Ayla’nın evdeki adı “Cadı”dır. Babası onu öyle sever. Küçük kız da bu adı benimser. Ayla’nın yalnızca dışarıda kullanılması gereken bir ad olduğunu sanır.
Selahattin Bey, öğretmenliğe döner. İstifa edip meslekten ayrıldığı için hakkettiği maaş derecesinden aşağı dereceden işine dönebilmiş, aylığı azalmıştır. Halkevindeki işini sürdürür. Şükrü Çelenk’in gazetesinde çalışır. Üç iş… Yine de kazandığı para geçinmeye yetmeyecek kadar gülünçtür.
Kurtuluş İlkokulu
Ayla yazdan beri bulduğu her şeyi kekeleye kekeleye okumaktadır. Bir sabah annesi elini yüzünü iyice siler, ona en iyi giysisini giydirir. Babası elinden tutar, Kurtuluş İlkokuluna giderler. Babasının onu belli sürelerde oturmak, uslu durmak zorunda kalacağı bir sınıfa sokacağından haberi yoktur. Bir kadın öğretmen, üç hafta geç geldiği için Ayla’nın zorluk çekeceğini söyler ancak o, bu sözlerden bir şey anlamaz. Sınıfta aritmetik diye bir şey yapılır, çocukların önlerinde fasulyeler, kibrit çöpleri vardır. Yarın o da fasulyeler ve kibrit çöpleri getirmek zorundadır. Ayla üzerinde durmaz. Yarın okula gitmeyecektir. Okul, gitmeye değmeyecek kadar aptal bir yerdir. Ancak annesi onun gibi düşünmez. Kızının karşı çıkışlarına aldırmaz. Ağabeyinin yanına onu katar, okula yollar. Defter alamadıkları için babası, basılı gazete artıklarından ona uydurma bir defter yapmıştır.
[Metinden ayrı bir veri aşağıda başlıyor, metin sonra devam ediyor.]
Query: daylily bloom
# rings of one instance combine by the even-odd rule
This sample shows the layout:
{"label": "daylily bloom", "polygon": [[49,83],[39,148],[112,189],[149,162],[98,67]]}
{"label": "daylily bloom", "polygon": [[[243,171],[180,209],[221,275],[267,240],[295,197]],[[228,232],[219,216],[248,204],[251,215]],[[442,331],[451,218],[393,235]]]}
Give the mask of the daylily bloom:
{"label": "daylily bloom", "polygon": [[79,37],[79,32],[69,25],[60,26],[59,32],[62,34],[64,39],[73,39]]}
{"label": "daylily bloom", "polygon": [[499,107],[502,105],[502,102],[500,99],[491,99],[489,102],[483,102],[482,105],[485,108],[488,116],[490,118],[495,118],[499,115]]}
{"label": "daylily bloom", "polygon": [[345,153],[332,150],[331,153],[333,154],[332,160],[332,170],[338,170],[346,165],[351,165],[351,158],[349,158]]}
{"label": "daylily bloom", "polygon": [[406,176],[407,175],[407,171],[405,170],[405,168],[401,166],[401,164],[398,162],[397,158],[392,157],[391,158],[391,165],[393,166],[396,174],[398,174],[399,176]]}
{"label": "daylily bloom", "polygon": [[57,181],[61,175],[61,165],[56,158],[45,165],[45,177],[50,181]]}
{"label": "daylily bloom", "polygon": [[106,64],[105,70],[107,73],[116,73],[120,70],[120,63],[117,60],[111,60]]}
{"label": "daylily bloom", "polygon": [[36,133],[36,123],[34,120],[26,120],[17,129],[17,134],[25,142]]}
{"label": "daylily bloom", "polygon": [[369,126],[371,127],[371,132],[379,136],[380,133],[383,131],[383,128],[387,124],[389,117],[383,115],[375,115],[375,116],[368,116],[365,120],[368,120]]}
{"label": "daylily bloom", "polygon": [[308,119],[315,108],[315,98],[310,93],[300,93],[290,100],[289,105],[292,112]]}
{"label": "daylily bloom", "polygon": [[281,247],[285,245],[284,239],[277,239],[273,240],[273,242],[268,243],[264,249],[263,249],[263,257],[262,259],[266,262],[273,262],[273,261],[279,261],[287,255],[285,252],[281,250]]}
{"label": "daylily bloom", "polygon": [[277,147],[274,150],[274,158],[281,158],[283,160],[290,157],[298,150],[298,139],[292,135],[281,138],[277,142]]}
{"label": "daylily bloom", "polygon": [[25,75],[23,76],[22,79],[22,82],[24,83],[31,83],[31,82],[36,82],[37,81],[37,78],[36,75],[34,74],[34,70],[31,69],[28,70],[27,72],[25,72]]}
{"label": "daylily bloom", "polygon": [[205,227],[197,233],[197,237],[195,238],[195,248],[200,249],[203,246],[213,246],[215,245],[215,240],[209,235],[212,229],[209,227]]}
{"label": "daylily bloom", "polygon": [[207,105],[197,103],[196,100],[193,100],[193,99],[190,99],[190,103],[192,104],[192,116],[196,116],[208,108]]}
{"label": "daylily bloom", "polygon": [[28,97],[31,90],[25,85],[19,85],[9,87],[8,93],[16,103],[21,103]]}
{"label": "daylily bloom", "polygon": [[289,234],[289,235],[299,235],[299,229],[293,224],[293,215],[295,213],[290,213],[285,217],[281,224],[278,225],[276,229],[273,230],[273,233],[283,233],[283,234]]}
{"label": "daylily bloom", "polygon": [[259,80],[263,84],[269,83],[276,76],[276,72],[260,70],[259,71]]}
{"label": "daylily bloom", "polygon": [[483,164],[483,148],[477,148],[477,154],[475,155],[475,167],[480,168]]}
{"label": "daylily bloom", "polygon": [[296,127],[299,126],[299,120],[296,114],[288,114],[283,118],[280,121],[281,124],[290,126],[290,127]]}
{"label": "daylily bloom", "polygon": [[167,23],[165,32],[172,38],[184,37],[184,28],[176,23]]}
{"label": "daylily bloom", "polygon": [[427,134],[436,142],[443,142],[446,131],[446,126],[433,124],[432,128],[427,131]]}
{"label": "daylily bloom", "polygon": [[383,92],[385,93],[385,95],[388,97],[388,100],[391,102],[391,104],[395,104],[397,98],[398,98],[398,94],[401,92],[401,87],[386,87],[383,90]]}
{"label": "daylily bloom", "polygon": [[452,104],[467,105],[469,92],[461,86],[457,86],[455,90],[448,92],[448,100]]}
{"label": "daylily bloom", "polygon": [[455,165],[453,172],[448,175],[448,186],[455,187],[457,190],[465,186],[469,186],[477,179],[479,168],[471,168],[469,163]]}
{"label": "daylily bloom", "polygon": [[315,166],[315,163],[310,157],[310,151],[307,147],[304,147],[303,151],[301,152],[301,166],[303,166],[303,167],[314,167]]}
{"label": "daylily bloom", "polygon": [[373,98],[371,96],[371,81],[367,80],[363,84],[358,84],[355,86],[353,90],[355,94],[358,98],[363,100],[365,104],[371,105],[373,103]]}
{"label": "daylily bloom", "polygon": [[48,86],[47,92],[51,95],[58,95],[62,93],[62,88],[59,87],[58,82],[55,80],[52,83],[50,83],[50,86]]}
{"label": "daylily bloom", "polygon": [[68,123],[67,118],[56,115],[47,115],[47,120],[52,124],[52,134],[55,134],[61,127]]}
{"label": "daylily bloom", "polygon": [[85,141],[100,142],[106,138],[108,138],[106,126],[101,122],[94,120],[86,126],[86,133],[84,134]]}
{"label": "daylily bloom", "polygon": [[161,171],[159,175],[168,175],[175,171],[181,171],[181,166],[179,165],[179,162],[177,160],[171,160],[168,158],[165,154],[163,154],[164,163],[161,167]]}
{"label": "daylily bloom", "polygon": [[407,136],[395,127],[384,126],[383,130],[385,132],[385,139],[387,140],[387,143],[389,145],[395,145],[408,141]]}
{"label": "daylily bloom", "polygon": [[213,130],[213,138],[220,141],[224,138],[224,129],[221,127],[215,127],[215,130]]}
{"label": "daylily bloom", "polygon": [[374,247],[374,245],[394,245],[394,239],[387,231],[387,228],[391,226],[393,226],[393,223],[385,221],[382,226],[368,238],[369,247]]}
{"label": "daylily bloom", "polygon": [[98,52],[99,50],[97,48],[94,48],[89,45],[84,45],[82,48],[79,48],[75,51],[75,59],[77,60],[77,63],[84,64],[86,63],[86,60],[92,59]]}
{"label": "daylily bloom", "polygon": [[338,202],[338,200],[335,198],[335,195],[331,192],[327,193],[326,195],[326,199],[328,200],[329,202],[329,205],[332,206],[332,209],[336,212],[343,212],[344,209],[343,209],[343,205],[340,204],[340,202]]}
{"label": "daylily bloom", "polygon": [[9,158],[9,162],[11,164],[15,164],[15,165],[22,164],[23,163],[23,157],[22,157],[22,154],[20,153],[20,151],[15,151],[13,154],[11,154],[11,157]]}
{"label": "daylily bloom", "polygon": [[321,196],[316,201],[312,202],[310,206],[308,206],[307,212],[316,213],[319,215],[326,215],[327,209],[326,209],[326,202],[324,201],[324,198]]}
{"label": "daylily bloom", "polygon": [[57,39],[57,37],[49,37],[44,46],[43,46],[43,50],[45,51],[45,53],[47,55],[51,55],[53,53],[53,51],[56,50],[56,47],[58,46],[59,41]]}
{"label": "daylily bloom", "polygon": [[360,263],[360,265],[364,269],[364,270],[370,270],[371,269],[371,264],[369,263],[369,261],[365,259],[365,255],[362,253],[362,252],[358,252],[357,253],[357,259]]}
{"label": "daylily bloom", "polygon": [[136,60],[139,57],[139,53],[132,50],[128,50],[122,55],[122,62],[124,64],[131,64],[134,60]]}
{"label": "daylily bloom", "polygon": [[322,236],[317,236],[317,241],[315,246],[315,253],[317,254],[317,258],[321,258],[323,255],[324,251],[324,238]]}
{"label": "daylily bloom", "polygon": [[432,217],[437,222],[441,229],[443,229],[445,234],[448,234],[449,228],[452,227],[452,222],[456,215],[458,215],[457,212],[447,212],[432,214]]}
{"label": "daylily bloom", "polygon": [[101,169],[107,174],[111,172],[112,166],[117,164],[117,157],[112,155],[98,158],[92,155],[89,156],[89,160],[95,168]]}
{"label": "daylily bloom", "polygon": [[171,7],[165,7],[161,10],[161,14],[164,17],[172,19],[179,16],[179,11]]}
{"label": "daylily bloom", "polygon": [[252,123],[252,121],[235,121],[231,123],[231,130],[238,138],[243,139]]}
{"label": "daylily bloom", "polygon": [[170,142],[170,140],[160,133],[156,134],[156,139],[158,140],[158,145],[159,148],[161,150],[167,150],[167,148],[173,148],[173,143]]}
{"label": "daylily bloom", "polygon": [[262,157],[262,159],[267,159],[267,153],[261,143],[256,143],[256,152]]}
Cebine de küçük bir parça nurkalem (hemen kırılan kötü kalemler) koymuştur. Ayla’nın önlüğü ve yakası da yoktur. Çantası, fasulyesi, kibrit çöpleri…
Öğretmeni Ayla’nın okumayı bildiğini anlayınca ona şiir bilip bilmediğini sorar. Bilmez mi? Hemen kendi şiirlerinden birini okumaya başlar. Aferin alır ancak öğretmeni “Şimdi şiir öğreneceğiz,” deyince Ayla büyük bir düş kırıklığına uğrar. O zaten babasına şiirler okuyordu. Babası da onu alkışlıyordu. Şiir onun yarattığı bir sanat değil miydi? Herkes nasıl şiir okurdu? Sınıf, şiir ezberlemeye durunca Ayla dehşet içinde kalır. Sanatı, yeteneği, alkışları çalınıyordur. Şiirin dünyanın en eski sanat dallarından biri olduğunu öğrenince, onun yarattığı bir şey olmadığını anlayınca çok üzülür. Bir daha şiirden söz etmez. Yazıyı öğrendikten sonra şiir yazmaya da kalkışmaz.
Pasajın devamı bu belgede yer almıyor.